Just when you think you’re getting the hang of the old ‘new norm’ another one comes along to upset the apple/lamb cart, writes Ali Spencer.
This latest Norm, deserves its capital letter. Because it’s here to stay. As a dual NZ-British citizen, I watched in disbelief as the old country did the unthinkable. Voted out of the European Union, apparently on a basis of misinformation and scaremongering, and then … what? No apparent Plan B, or even Plan A.
The fast moving Brexit dust will take a long time to settle with leadership uncertainties for both of the UK’s leading political parties and the UK Independence Party leader stepping down, now he’s fulfilled his aim, he says.
At the time of writing, it is likely that, from formal activation of Article 50 in the Treaty of the European Union, it will take two years for the UK’s exit negotiations to be worked through, with some indications that full Brexit will be five to six years away.
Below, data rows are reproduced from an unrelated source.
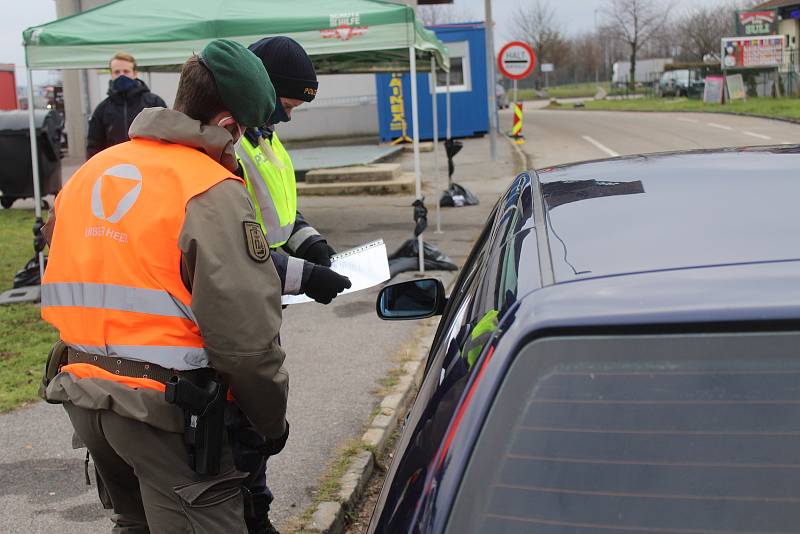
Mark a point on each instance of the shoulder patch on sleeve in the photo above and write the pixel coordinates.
(257, 246)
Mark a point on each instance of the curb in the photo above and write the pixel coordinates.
(329, 517)
(732, 113)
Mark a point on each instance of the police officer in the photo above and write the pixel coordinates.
(269, 174)
(304, 256)
(159, 271)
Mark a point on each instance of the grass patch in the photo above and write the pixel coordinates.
(329, 485)
(780, 108)
(24, 338)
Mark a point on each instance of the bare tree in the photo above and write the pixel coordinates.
(703, 27)
(431, 15)
(635, 22)
(535, 23)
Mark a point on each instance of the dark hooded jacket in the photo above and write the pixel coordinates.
(113, 116)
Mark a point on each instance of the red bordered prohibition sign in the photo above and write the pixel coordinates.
(516, 53)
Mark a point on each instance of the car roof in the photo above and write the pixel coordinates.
(685, 237)
(672, 211)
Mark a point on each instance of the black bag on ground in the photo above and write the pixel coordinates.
(457, 196)
(406, 258)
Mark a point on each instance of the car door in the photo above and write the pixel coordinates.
(485, 289)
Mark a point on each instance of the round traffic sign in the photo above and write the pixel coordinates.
(516, 60)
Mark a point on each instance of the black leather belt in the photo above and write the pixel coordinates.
(122, 366)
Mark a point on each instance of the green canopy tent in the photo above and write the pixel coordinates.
(342, 36)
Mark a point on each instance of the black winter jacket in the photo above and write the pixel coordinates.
(112, 117)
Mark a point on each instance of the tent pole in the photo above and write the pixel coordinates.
(491, 85)
(435, 98)
(37, 193)
(447, 105)
(412, 57)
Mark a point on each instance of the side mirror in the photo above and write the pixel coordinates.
(415, 299)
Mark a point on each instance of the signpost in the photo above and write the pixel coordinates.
(516, 61)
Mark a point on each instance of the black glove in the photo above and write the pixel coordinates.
(273, 446)
(324, 284)
(319, 253)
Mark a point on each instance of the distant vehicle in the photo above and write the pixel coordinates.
(674, 83)
(618, 354)
(502, 97)
(647, 71)
(682, 82)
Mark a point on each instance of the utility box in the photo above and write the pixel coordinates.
(8, 87)
(466, 45)
(16, 172)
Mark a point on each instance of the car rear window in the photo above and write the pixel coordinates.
(672, 434)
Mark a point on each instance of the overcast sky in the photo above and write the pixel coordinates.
(574, 16)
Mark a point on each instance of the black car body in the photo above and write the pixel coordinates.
(636, 366)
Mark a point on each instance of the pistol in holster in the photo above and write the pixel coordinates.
(202, 398)
(55, 359)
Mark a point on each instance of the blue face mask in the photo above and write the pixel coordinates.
(279, 115)
(123, 84)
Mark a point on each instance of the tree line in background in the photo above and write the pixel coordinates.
(625, 30)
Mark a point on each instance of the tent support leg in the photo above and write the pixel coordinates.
(37, 193)
(434, 99)
(412, 57)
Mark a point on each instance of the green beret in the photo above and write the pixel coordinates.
(242, 81)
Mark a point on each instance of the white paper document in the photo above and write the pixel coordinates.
(365, 266)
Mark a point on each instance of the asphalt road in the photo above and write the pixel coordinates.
(338, 353)
(336, 357)
(563, 136)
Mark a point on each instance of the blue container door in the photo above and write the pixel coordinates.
(468, 95)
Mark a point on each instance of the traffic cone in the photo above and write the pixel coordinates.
(516, 129)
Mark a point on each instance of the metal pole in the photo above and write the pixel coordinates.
(435, 98)
(491, 78)
(37, 193)
(447, 105)
(515, 94)
(412, 56)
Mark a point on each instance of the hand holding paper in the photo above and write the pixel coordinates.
(366, 266)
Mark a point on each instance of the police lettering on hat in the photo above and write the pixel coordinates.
(289, 67)
(242, 81)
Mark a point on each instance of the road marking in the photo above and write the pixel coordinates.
(720, 126)
(601, 146)
(760, 136)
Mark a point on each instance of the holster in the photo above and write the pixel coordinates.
(55, 359)
(202, 395)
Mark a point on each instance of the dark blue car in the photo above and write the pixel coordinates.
(620, 353)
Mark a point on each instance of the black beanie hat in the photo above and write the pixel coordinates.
(289, 67)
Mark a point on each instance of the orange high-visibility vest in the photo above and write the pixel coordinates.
(112, 284)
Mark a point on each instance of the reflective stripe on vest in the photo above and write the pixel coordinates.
(113, 297)
(272, 190)
(113, 284)
(163, 356)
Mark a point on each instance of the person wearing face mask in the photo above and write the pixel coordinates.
(301, 255)
(166, 300)
(304, 255)
(127, 97)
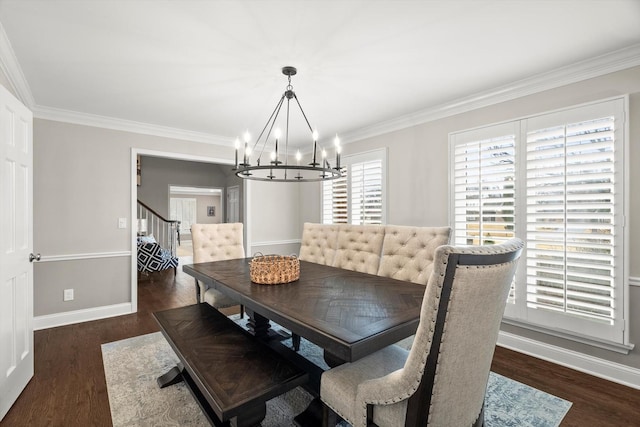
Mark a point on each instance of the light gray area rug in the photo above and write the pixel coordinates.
(131, 367)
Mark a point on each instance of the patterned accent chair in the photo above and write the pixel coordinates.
(439, 382)
(216, 242)
(153, 257)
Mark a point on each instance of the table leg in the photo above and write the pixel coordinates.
(332, 360)
(171, 377)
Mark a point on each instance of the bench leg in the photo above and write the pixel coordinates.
(250, 417)
(295, 342)
(171, 377)
(258, 325)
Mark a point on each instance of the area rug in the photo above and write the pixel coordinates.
(131, 367)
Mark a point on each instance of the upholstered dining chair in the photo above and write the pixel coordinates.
(442, 380)
(216, 242)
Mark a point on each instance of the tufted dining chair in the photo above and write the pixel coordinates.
(216, 242)
(442, 380)
(408, 252)
(318, 243)
(359, 247)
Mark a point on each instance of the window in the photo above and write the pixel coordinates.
(557, 181)
(358, 197)
(183, 210)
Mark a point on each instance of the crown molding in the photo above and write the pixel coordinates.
(11, 68)
(583, 70)
(594, 67)
(86, 119)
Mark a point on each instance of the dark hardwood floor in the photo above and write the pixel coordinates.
(69, 389)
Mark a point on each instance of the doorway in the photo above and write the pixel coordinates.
(194, 205)
(164, 205)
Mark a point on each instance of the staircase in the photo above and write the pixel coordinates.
(165, 231)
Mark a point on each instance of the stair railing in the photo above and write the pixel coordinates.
(165, 231)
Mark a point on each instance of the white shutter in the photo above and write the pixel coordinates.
(572, 231)
(484, 189)
(335, 206)
(556, 181)
(366, 192)
(358, 197)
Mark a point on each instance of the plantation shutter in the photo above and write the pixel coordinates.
(358, 197)
(335, 206)
(484, 178)
(366, 192)
(573, 220)
(556, 181)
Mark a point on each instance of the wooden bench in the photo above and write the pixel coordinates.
(229, 372)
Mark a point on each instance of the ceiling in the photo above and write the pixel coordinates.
(213, 67)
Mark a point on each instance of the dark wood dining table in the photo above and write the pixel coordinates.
(347, 313)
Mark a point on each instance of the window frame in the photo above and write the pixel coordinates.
(347, 161)
(519, 313)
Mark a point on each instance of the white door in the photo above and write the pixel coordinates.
(16, 244)
(233, 204)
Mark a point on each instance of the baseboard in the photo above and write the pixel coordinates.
(611, 371)
(78, 316)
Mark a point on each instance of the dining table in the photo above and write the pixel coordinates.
(349, 314)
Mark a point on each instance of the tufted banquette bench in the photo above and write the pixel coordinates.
(216, 242)
(400, 252)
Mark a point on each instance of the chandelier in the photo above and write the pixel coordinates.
(272, 163)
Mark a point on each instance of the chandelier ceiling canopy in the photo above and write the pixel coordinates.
(268, 158)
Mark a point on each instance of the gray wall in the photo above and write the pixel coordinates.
(82, 185)
(158, 173)
(418, 171)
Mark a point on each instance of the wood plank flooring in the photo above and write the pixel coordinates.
(69, 389)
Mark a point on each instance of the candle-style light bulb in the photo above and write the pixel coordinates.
(315, 142)
(247, 149)
(236, 144)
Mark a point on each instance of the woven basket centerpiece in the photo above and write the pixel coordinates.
(274, 269)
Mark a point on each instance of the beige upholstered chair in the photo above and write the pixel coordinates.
(359, 248)
(442, 380)
(216, 242)
(408, 252)
(318, 243)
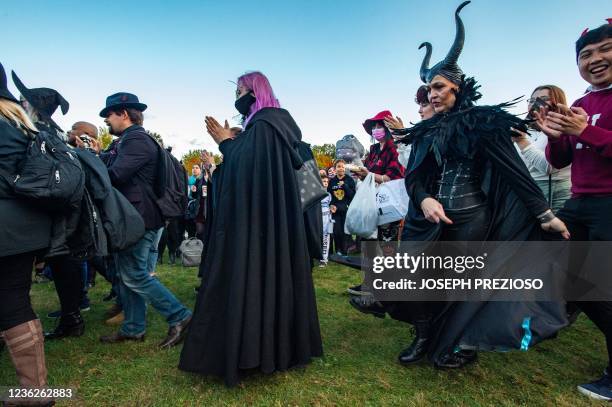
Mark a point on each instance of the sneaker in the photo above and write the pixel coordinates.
(40, 279)
(116, 320)
(356, 290)
(374, 308)
(85, 304)
(600, 389)
(56, 314)
(109, 296)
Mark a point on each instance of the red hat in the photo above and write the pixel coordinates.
(369, 123)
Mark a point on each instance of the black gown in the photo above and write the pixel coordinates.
(514, 201)
(256, 307)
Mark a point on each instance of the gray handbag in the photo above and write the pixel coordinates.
(191, 252)
(309, 180)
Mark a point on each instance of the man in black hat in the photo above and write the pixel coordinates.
(132, 162)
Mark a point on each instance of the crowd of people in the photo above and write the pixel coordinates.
(472, 173)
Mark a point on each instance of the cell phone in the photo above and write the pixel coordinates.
(86, 140)
(538, 104)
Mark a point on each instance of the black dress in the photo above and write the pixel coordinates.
(500, 203)
(256, 307)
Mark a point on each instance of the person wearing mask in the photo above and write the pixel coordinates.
(195, 194)
(426, 111)
(554, 183)
(382, 161)
(256, 308)
(342, 189)
(19, 327)
(457, 155)
(328, 223)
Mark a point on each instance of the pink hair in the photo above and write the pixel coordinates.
(260, 86)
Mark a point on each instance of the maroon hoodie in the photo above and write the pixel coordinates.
(590, 153)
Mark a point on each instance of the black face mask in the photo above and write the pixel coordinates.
(243, 103)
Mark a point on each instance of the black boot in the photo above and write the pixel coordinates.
(456, 360)
(418, 348)
(70, 324)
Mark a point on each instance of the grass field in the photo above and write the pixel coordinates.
(359, 366)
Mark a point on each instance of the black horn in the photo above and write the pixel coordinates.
(425, 64)
(453, 54)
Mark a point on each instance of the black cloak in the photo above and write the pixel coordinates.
(256, 307)
(514, 199)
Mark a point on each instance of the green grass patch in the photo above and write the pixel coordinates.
(359, 366)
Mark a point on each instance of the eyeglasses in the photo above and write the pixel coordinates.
(531, 101)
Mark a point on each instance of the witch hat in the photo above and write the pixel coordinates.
(44, 100)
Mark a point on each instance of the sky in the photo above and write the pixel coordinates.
(331, 63)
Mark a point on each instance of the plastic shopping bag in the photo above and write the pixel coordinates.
(392, 201)
(362, 215)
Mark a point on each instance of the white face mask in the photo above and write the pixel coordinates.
(379, 134)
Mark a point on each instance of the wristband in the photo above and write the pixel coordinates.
(546, 216)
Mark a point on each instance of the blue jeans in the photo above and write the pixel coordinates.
(153, 253)
(137, 288)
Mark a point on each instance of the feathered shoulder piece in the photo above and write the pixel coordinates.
(459, 131)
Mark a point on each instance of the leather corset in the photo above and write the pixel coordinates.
(459, 184)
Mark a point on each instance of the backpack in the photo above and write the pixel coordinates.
(170, 185)
(110, 211)
(50, 174)
(192, 209)
(191, 252)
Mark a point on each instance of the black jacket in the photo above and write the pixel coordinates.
(24, 227)
(132, 167)
(342, 191)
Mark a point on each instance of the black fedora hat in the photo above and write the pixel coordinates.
(44, 100)
(4, 92)
(122, 100)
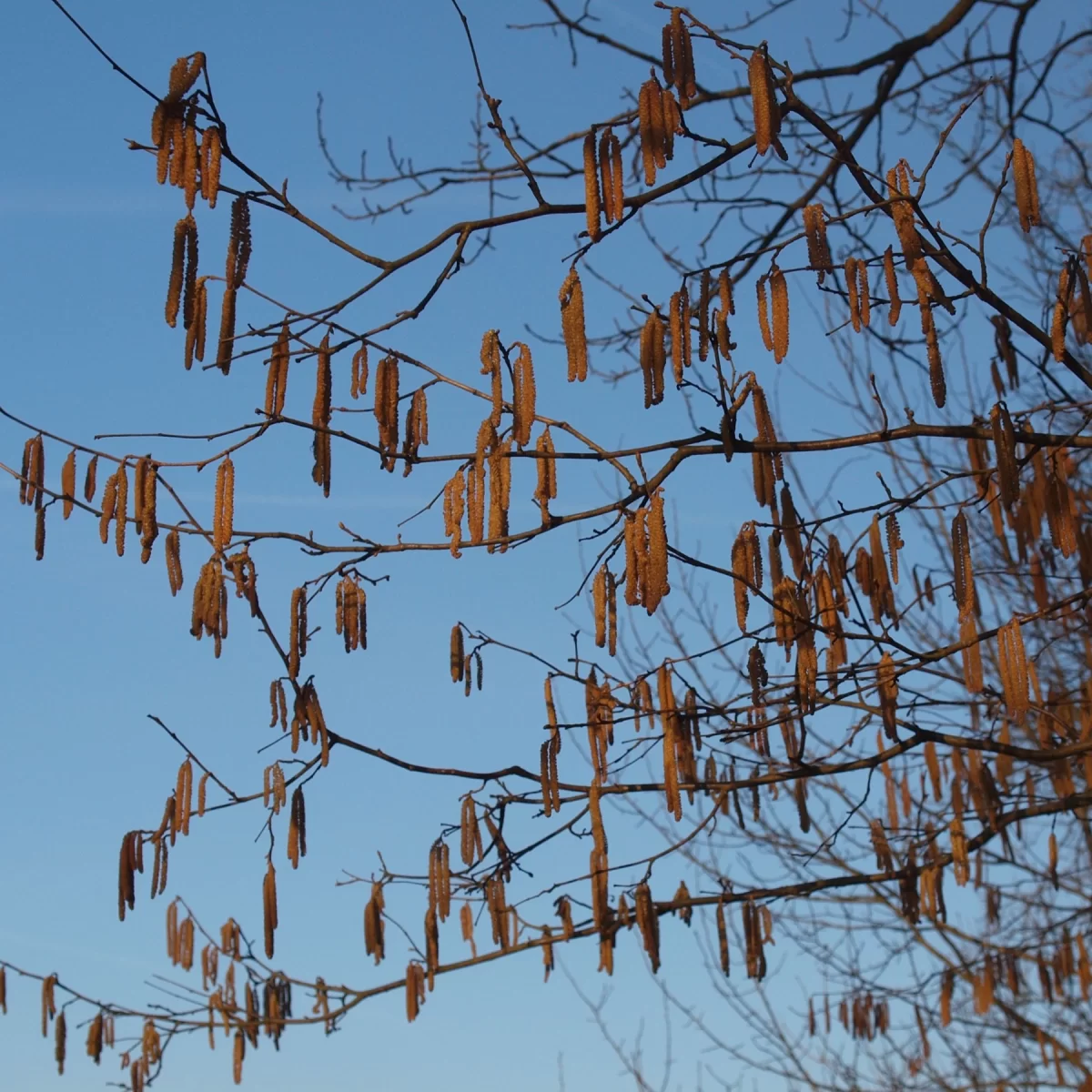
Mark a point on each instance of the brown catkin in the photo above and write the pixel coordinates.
(298, 638)
(88, 480)
(523, 396)
(224, 506)
(895, 304)
(490, 366)
(961, 565)
(320, 418)
(680, 322)
(600, 606)
(814, 230)
(592, 205)
(612, 175)
(763, 102)
(359, 372)
(763, 312)
(387, 410)
(196, 331)
(172, 552)
(864, 295)
(779, 296)
(653, 359)
(654, 131)
(937, 383)
(268, 907)
(458, 653)
(211, 150)
(571, 298)
(277, 378)
(1059, 316)
(1024, 176)
(68, 483)
(177, 272)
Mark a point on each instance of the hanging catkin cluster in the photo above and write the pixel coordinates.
(659, 120)
(350, 616)
(298, 828)
(546, 467)
(678, 58)
(277, 378)
(746, 568)
(571, 298)
(175, 136)
(416, 430)
(653, 358)
(146, 480)
(1024, 176)
(359, 382)
(33, 475)
(680, 318)
(181, 288)
(320, 416)
(605, 606)
(764, 104)
(235, 274)
(374, 924)
(223, 518)
(523, 396)
(856, 285)
(268, 907)
(767, 467)
(210, 604)
(298, 631)
(1014, 666)
(645, 541)
(814, 232)
(387, 410)
(454, 506)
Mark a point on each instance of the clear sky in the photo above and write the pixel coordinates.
(94, 643)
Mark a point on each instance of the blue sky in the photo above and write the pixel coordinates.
(96, 643)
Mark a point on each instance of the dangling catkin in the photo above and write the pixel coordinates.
(763, 312)
(592, 188)
(523, 396)
(211, 148)
(1024, 176)
(387, 410)
(277, 378)
(814, 230)
(763, 102)
(1013, 663)
(779, 295)
(651, 129)
(571, 298)
(678, 58)
(458, 653)
(268, 907)
(937, 383)
(654, 582)
(320, 418)
(298, 638)
(416, 429)
(359, 376)
(653, 359)
(546, 467)
(612, 175)
(224, 506)
(895, 304)
(196, 331)
(1059, 316)
(172, 552)
(680, 316)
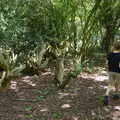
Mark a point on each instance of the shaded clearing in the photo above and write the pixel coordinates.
(36, 98)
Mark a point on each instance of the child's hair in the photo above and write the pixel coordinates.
(116, 45)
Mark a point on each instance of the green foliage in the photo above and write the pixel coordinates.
(56, 115)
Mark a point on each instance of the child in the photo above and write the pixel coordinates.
(113, 71)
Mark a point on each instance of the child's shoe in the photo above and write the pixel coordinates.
(106, 100)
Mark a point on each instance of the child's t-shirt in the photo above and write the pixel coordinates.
(113, 62)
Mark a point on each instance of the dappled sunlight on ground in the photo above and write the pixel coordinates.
(28, 80)
(94, 76)
(80, 100)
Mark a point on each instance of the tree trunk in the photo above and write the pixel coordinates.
(59, 71)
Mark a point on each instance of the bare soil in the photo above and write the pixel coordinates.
(37, 98)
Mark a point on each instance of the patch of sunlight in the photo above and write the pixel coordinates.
(104, 86)
(44, 110)
(27, 79)
(101, 78)
(62, 95)
(66, 106)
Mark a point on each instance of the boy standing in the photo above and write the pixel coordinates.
(113, 71)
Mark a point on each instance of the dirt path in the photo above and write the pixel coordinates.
(36, 98)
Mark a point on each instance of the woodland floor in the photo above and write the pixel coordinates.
(36, 98)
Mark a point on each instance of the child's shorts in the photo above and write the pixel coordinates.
(114, 78)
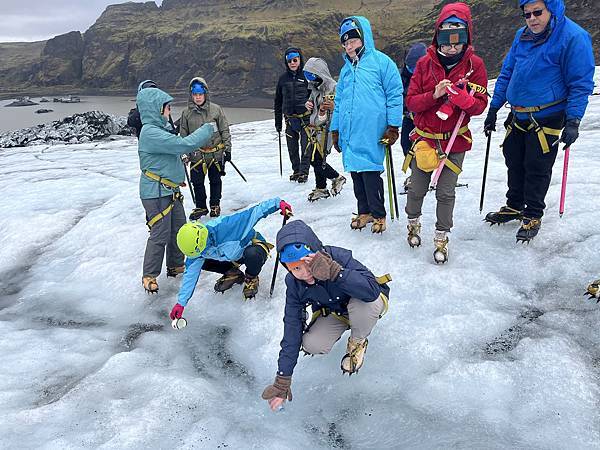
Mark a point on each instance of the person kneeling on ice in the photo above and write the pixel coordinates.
(343, 294)
(221, 246)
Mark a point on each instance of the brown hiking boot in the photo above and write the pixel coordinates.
(361, 221)
(250, 287)
(150, 284)
(229, 279)
(355, 355)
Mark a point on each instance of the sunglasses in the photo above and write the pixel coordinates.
(536, 13)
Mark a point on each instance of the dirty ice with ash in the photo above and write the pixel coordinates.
(496, 349)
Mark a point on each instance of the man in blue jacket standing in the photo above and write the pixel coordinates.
(368, 108)
(546, 77)
(342, 293)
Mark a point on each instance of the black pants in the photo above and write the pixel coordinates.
(407, 126)
(294, 135)
(254, 259)
(216, 185)
(529, 169)
(323, 171)
(368, 190)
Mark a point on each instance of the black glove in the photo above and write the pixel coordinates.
(490, 121)
(570, 133)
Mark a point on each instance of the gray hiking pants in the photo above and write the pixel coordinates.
(444, 193)
(326, 331)
(163, 234)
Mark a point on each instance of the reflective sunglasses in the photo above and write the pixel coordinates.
(536, 13)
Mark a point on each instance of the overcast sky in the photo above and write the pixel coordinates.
(36, 20)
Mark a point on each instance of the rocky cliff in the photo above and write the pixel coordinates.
(236, 45)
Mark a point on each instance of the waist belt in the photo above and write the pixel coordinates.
(531, 109)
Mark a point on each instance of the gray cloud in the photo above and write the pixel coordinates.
(34, 20)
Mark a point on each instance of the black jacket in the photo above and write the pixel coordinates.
(292, 91)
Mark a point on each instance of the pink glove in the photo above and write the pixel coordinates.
(459, 96)
(285, 208)
(176, 312)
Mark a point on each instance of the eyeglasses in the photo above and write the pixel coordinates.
(536, 13)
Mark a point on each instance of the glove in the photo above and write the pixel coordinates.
(459, 96)
(489, 124)
(570, 133)
(335, 137)
(323, 267)
(285, 208)
(281, 388)
(176, 312)
(390, 136)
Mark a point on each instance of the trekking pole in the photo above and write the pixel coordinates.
(487, 157)
(285, 217)
(238, 171)
(563, 189)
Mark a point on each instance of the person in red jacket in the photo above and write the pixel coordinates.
(448, 80)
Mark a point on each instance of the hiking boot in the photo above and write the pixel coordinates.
(174, 271)
(337, 184)
(197, 213)
(229, 279)
(361, 221)
(355, 355)
(150, 284)
(414, 229)
(529, 229)
(440, 240)
(378, 225)
(318, 194)
(250, 287)
(506, 214)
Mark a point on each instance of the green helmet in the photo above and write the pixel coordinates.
(191, 239)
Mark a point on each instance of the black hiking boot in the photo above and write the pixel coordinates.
(529, 229)
(506, 214)
(229, 279)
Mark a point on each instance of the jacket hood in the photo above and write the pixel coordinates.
(150, 102)
(460, 10)
(293, 49)
(190, 101)
(556, 7)
(319, 67)
(297, 232)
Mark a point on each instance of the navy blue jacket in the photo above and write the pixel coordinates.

In the meantime, it will be business as usual for New Zealand meat though, like the rest of the world, we will have to weather the global economic repercussions the very local decision holds.
New Zealand meat has diversified its basket of export markets over the past few decades, away from the UK towards Asia and other countries. However, Europe, as a whole, is still an important market of value for sheepmeat – and the UK especially so for lamb. An EU quota for sheepmeat was set in the GATT Uruguay Round and currently enables a total of 228,254 tonnes of New Zealand sheepmeat to be exported to the region, though this has not been met in the past few years. In the year ending December 2015, sheepmeat worth over $1.4 billion was exported to the EU, with customers in the UK buying $619.5 million.
The EU-NZ free trade agreement (FTA) negotiations, aimed at modernising NZ’s relationship with the region, were scheduled to start in January 2017 and expected to take 12-18 months to work through. A lot of groundwork will already been done and will be an important platform for whatever is required in the new trade negotiations. B+LNZ and the MIA have been active in ensuring the meat industry’s concerns are forefront in our government’s mind as Minister Todd McLay has been discussing the Brexit decision with trade ministers in both the UK and EU.
New Zealand has also offered its considerable trade negotiation assistance to the UK. However, other countries are also similarly closely watching the situation, while European protectionist grumblings gain volume.
The New Zealand red meat sector was fortunate, in a way, that the referendum fell at the end of our meat export season. However, it will make the 2016-2017 season starting on 1 October one to watch, especially in the aftermath of other elections in our major markets, such as recently in Australia (which, at the time of writing is yet to be finalised) and on 8 November in the US.
Consumers will still need to eat good quality, safe food, though, and New Zealand is well placed to supply meat for Europe on a complementary seasonal basis.
All of this, and more, will be grist for the mill of conversations at the forthcoming Red Meat Sector Conference in Auckland in July. Registrations are open now.
I’ll be heading off to Germany for the International Federation of Agricultural Journalists’ 2016 World Congress next week, followed by Scotland, and will report on what I find.
So, more interesting times ahead for meat exports… Never a dull moment!